On ne peut plus accepter que des services de santé scolaire tolèrent les fesses noircies par des coups de bâtons d’enfants de culture étrangère au prétexte que refuser les méthodes éducatives traditionnelles de ces pays relèverait d’un ethno-centrisme proche du racisme.

On ne peut plus accepter que des thérapeutes inspirés par la psychanalyse accueillent les révélations d’abus sexuels d’enfants en analyse avec la plus grande placidité et neutralité en attribuant à cette déclaration une réalité fantasmatique, y voyant l’expression naturelle de pulsion constitutive du psychisme humain (le fameux complexe d’Oedipe).

On ne peut plus accepter que des juges des enfants, au nom du maintien des liens de l’enfant maltraité d’avec ses parents, perpétuent contre le désir du mineur et l’avis du service qui le suit des droits de visite déstructurants quand ils ne sont pas carrément destructeurs pour le psychisme du jeune.

On ne peut plus accepter qu’une assistante sociale refuse de signaler un abus sexuel ou une maltraitance dont elle a connaissance au sein d’une famille au nom du secret professionnel.

On ne peut plus accepter qu’un intervenant renonce à nommer la complicité d’une mère quand celle-ci n’a pas joué son rôle protecteur auprès de sa fille abusée par son père alors même qu’elle en connaissait les détails.

Pierre Lassus n’épargne personne.
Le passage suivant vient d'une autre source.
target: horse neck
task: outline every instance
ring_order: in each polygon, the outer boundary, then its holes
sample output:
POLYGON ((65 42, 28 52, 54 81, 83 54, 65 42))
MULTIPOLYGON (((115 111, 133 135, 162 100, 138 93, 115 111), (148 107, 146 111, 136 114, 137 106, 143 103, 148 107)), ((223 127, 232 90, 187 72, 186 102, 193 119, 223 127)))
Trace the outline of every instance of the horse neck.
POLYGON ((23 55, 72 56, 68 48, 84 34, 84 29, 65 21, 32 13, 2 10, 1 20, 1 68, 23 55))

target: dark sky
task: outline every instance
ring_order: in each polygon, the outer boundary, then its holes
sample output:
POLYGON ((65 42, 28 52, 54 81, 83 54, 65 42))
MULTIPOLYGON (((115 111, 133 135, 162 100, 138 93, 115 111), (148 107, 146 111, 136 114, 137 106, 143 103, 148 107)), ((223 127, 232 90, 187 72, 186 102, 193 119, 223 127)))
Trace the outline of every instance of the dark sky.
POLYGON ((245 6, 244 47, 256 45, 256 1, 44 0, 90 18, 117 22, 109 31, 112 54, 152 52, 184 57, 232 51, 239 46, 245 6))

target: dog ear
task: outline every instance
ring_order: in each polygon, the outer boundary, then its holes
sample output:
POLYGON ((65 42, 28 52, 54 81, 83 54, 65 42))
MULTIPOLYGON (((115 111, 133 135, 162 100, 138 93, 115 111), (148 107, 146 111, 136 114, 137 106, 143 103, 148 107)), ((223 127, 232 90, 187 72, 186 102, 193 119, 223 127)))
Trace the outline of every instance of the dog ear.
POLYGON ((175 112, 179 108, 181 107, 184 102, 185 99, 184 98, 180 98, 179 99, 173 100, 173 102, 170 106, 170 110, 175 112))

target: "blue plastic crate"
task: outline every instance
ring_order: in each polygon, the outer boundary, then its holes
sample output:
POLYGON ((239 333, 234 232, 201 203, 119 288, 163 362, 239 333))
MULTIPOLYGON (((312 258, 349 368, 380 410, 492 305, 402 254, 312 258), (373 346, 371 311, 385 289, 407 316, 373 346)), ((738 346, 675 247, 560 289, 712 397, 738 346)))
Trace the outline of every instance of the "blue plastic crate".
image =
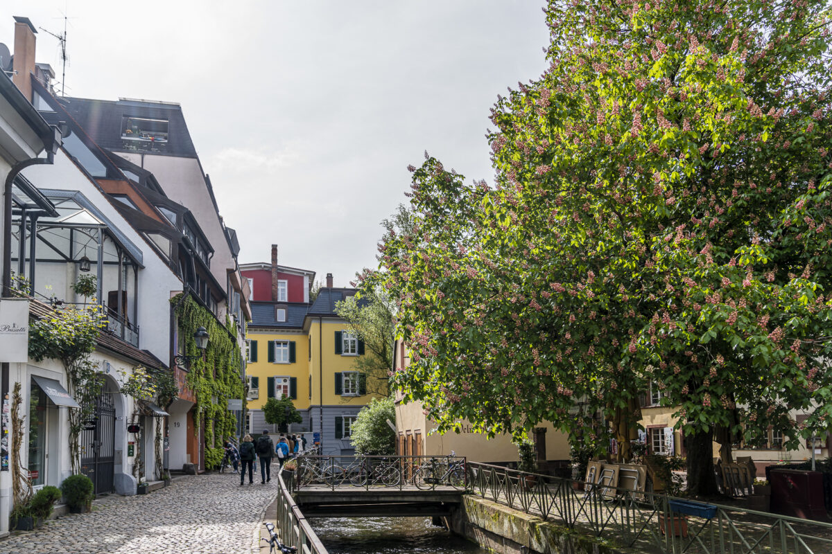
POLYGON ((670 505, 671 509, 676 513, 684 513, 706 519, 711 519, 716 515, 716 507, 712 504, 703 504, 689 500, 671 500, 670 505))

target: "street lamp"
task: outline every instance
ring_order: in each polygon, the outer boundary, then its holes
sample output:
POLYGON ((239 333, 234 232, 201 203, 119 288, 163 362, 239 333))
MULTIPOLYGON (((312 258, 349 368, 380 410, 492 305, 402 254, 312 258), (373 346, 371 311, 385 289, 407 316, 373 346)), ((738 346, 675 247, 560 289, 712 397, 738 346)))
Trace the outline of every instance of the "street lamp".
POLYGON ((205 353, 206 348, 208 347, 208 331, 206 331, 205 327, 200 327, 194 333, 194 341, 196 342, 196 348, 200 351, 200 353, 196 355, 176 355, 173 356, 173 363, 177 365, 184 365, 186 369, 191 369, 191 360, 199 360, 202 357, 205 353))

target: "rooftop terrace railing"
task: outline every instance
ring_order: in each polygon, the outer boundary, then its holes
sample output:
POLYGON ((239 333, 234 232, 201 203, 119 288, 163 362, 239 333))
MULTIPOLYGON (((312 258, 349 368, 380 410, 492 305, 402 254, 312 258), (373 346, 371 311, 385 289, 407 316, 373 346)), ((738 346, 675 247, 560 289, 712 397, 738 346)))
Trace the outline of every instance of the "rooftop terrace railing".
POLYGON ((832 524, 468 463, 468 491, 638 552, 829 554, 832 524))

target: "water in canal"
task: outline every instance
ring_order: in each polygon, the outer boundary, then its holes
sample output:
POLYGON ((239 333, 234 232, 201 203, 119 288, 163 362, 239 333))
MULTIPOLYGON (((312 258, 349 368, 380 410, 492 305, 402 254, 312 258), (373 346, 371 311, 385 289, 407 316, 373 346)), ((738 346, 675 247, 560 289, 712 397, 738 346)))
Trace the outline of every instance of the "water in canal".
POLYGON ((329 554, 485 554, 488 551, 429 517, 315 517, 310 519, 329 554))

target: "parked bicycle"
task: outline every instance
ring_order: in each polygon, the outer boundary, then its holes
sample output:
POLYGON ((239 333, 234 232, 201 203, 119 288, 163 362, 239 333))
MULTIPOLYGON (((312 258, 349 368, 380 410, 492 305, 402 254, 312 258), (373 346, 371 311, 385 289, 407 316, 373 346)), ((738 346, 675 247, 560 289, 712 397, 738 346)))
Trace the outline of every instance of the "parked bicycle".
POLYGON ((428 490, 439 485, 454 488, 465 488, 465 458, 457 458, 455 452, 443 458, 431 458, 419 466, 414 473, 414 484, 417 488, 428 490))
POLYGON ((398 487, 402 482, 399 458, 364 458, 350 469, 349 483, 354 487, 398 487))
POLYGON ((234 468, 234 473, 240 473, 240 451, 237 445, 232 439, 225 441, 225 452, 222 454, 222 461, 220 462, 220 473, 225 473, 225 468, 234 468))
POLYGON ((271 552, 280 552, 280 554, 294 554, 294 552, 298 552, 298 549, 295 547, 289 547, 287 545, 280 542, 280 537, 278 537, 277 533, 275 532, 275 524, 274 523, 264 523, 265 528, 269 531, 269 538, 260 538, 261 541, 265 541, 269 543, 269 554, 271 552))

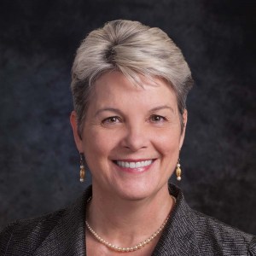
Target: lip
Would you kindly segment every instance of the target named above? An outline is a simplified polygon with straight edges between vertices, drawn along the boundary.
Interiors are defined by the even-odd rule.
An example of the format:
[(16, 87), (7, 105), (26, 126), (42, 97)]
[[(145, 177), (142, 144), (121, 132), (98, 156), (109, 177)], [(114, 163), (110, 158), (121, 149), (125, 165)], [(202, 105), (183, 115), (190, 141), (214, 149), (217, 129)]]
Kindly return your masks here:
[[(129, 163), (137, 163), (137, 162), (145, 162), (145, 161), (148, 161), (151, 160), (152, 162), (149, 165), (146, 165), (143, 166), (140, 166), (140, 167), (125, 167), (125, 166), (120, 166), (119, 165), (117, 164), (117, 162), (129, 162)], [(122, 159), (122, 160), (113, 160), (113, 164), (115, 165), (115, 166), (118, 168), (118, 170), (122, 171), (122, 172), (130, 172), (130, 173), (143, 173), (145, 172), (149, 171), (149, 169), (151, 168), (152, 165), (154, 163), (155, 159)]]

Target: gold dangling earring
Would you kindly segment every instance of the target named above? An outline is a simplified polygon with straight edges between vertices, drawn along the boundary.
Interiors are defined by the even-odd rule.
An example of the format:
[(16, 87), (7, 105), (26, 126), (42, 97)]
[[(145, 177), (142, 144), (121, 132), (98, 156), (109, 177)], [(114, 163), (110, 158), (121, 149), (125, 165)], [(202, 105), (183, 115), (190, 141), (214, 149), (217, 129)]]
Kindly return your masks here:
[(85, 178), (85, 167), (83, 160), (83, 154), (80, 153), (80, 183), (83, 183)]
[(176, 166), (176, 176), (177, 176), (177, 180), (180, 181), (181, 180), (181, 168), (180, 168), (179, 159), (178, 159), (177, 166)]

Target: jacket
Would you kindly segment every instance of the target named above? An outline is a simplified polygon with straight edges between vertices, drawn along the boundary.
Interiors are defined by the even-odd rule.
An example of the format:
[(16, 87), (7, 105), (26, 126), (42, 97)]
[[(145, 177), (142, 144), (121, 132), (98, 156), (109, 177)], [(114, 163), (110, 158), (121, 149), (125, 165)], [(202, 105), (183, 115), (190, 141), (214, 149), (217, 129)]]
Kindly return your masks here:
[[(174, 185), (169, 191), (177, 201), (153, 256), (256, 256), (255, 236), (191, 209)], [(85, 202), (90, 196), (89, 187), (65, 209), (9, 224), (0, 233), (0, 255), (86, 255)]]

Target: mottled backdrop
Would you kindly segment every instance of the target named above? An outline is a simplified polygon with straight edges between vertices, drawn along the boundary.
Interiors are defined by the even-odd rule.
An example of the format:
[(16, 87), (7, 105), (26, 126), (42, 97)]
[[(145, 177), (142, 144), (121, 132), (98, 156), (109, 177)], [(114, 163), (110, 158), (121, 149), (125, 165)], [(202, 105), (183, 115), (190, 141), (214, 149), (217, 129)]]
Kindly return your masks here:
[(0, 228), (63, 207), (86, 187), (69, 125), (70, 68), (90, 30), (130, 19), (166, 31), (191, 67), (195, 86), (181, 155), (187, 201), (255, 234), (255, 6), (254, 0), (1, 1)]

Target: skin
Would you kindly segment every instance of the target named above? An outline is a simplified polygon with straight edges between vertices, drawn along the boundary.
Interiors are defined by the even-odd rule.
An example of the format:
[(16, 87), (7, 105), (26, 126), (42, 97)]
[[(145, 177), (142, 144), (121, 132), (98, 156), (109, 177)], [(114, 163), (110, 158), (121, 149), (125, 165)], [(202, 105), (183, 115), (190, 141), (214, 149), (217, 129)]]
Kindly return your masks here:
[[(170, 84), (159, 78), (142, 79), (143, 87), (119, 72), (103, 74), (95, 84), (81, 137), (74, 111), (70, 119), (78, 150), (84, 153), (92, 174), (93, 198), (86, 219), (102, 237), (122, 247), (147, 239), (172, 210), (168, 179), (175, 170), (187, 123), (184, 111), (182, 132)], [(142, 160), (151, 162), (137, 168), (117, 165)], [(122, 254), (86, 232), (89, 255)], [(148, 255), (158, 239), (129, 255)]]

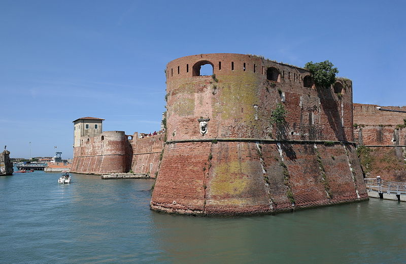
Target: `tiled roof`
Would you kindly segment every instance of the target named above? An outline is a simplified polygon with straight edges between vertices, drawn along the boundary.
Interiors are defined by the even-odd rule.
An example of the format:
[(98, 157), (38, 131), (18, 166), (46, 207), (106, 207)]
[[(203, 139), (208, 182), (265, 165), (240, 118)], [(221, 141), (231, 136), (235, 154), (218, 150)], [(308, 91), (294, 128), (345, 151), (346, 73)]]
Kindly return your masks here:
[(73, 122), (76, 122), (79, 119), (90, 119), (90, 120), (104, 120), (105, 119), (103, 118), (98, 118), (97, 117), (91, 117), (90, 116), (86, 116), (86, 117), (81, 117), (80, 118), (78, 118), (76, 120), (74, 120)]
Il rappelle le principe essentiel qui doit présider au travail des professionnels en contact avec l’enfance en souffrance : “ l’intérêt de l’enfant doit primer sur toute autre considération et doit passer avant celui des adultes, y compris celui des parents ” (p.95) Et pourtant, c’est loin d’être systématiquement le cas, affirme-t-il. Il attribue cette situation au manque de formation des professionnels chargés de prendre en charge cette enfance maltraitée : “ s’il est un lieu d’intervention d’où le bricolage devrait être banni, c’est bien le parcours d’approche extrêmement fragile des enfants blessés ” (p.155). Agir dans de telles situations implique avoir dépassé ses propres difficultés intimes et ses souffrances enfouies que vient réactiver l’enfant victime et ce afin que son travail ne soit ni entaché d’une incapacité à voir ce qui crève les yeux ni une façon gratifiante gratuite et discrète de soigner ses propres troubles et malaises.

L’auteur, en jetant un pavé dans la marre, ne peut que faire réagir le milieu. Il faut souhaiter que ce ne soit pas d’une manière corporatiste. Ses généralisations parfois un peu hâtives peuvent le faire craindre. Pourtant ils pose de vraies questions produit d’une expérience de terrain comme le démontrent ses nombreuses vignettes cliniques pleines de sensibilité et d’humanité. Son coup de colère, il le formule en terme de choix de société prévenant que “ la reconnaissance que la lutte contre la maltraitance des enfants représente un enjeu vital pour le monde de demain ” (p.177) ”. Et de prédire : “ il ne fait pas de doute qu’aussi longtemps que sera toléré le sacrifice des enfants, on reproduira un monde mortifère, profondément haineux envers la vie et le bonheur ” (p.212).